Emily Sterling, Camp Fire Middle School Program Director, shared, “Our community partnerships for staff professional development are an integral way that we ensure our staff are well trained, culturally responsive, and connected to the dynamic work being done in the Portland youth development community. We are proud to collaborate with all of these incredible organizations to strengthen the quality of our programming in the schools.”
The programs are supported by both new and returning staff this year. This is the fourth year at Camp Fire for High School Program Director, Patrice Kuykendall. She shared that it was exciting to bring new members of her growing team into the training and work more closely with the Middle School team to create a continuous teen experience at Camp Fire. “It was very exciting to have the opportunity for the High School team and Middle School team to collaborate during staff training,” she said. “I believe it was a great way to build a sense of team and community and provide a fun environment for all staff who will be working with teens within the Camp Fire Community to be able to get to know each other and share ideas. I look forward to continuing this tradition in the future.”

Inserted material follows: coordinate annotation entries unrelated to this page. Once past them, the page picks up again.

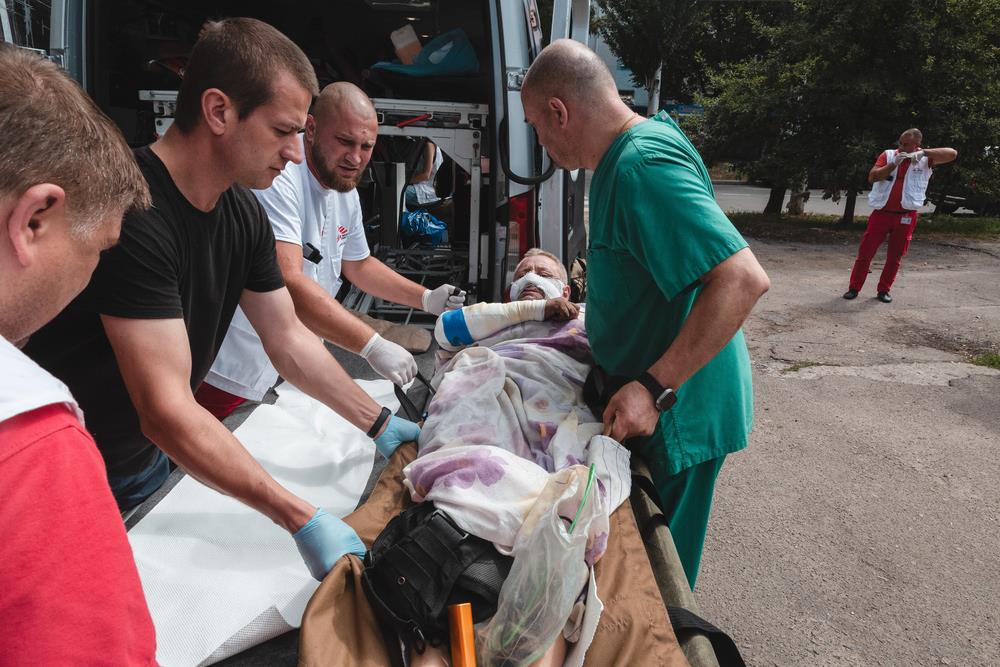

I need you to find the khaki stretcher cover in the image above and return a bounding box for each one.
[299,443,688,667]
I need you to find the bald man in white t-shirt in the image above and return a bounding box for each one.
[205,82,465,419]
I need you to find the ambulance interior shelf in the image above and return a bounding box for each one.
[344,98,489,326]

Another part of trust and team building for the two teams included a day out at Camp Namanu on the challenge course. The teams started with low ropes, which for some was initially thought to be not as exciting, but with the experience they gained a different perspective. More photos of their team building day at Camp Namanu.
Our Middle School staff also shared that they loved being out in nature connecting as a team, especially on the high ropes challenge course. “I really enjoyed bonding with the Middle and High School teams out at Camp Namanu. The experience gave us a chance to show off our strengths and creativity and be goofy together,” said Kate Westfall, 8th Grade Site Supervisor at Lane Middle School. “The vulnerability of flying out of a tree in a giant swing was a great way to feel connected to the Camp Fire team. I left feeling reminded that I am a part of something bigger than my individual school site.”
This year our High School staff is fortunate to have two Bachelor’s of Social Work interns from Portland State University added to the program. Taryn Plank is assisting at our program at Fir Ridge High School. As a new team member at Camp Fire, she was inspired by the activities and came away with a better understanding of our programs. “I found the training at Camp Namanu to be eye-opening, fun, and absolutely necessary! It’s so easy to get caught up in the everyday grind that I had forgotten the impact of being in a positive and encouraging struggle, surrounded by like-minded people,” she said. “There is power in spending a day among nature, disconnected from technology, and playing games that seemed simple and somewhat childish. Yet these games reminded me that sometimes-difficult discussions and situations can be understood and explained in simple ways. Life shouldn’t be taken so serious all the time, no one should go it alone, and help can be found if only we would ask.”
We are excited to see all of the adventures ahead for Camp Fire staff and the youth they serve.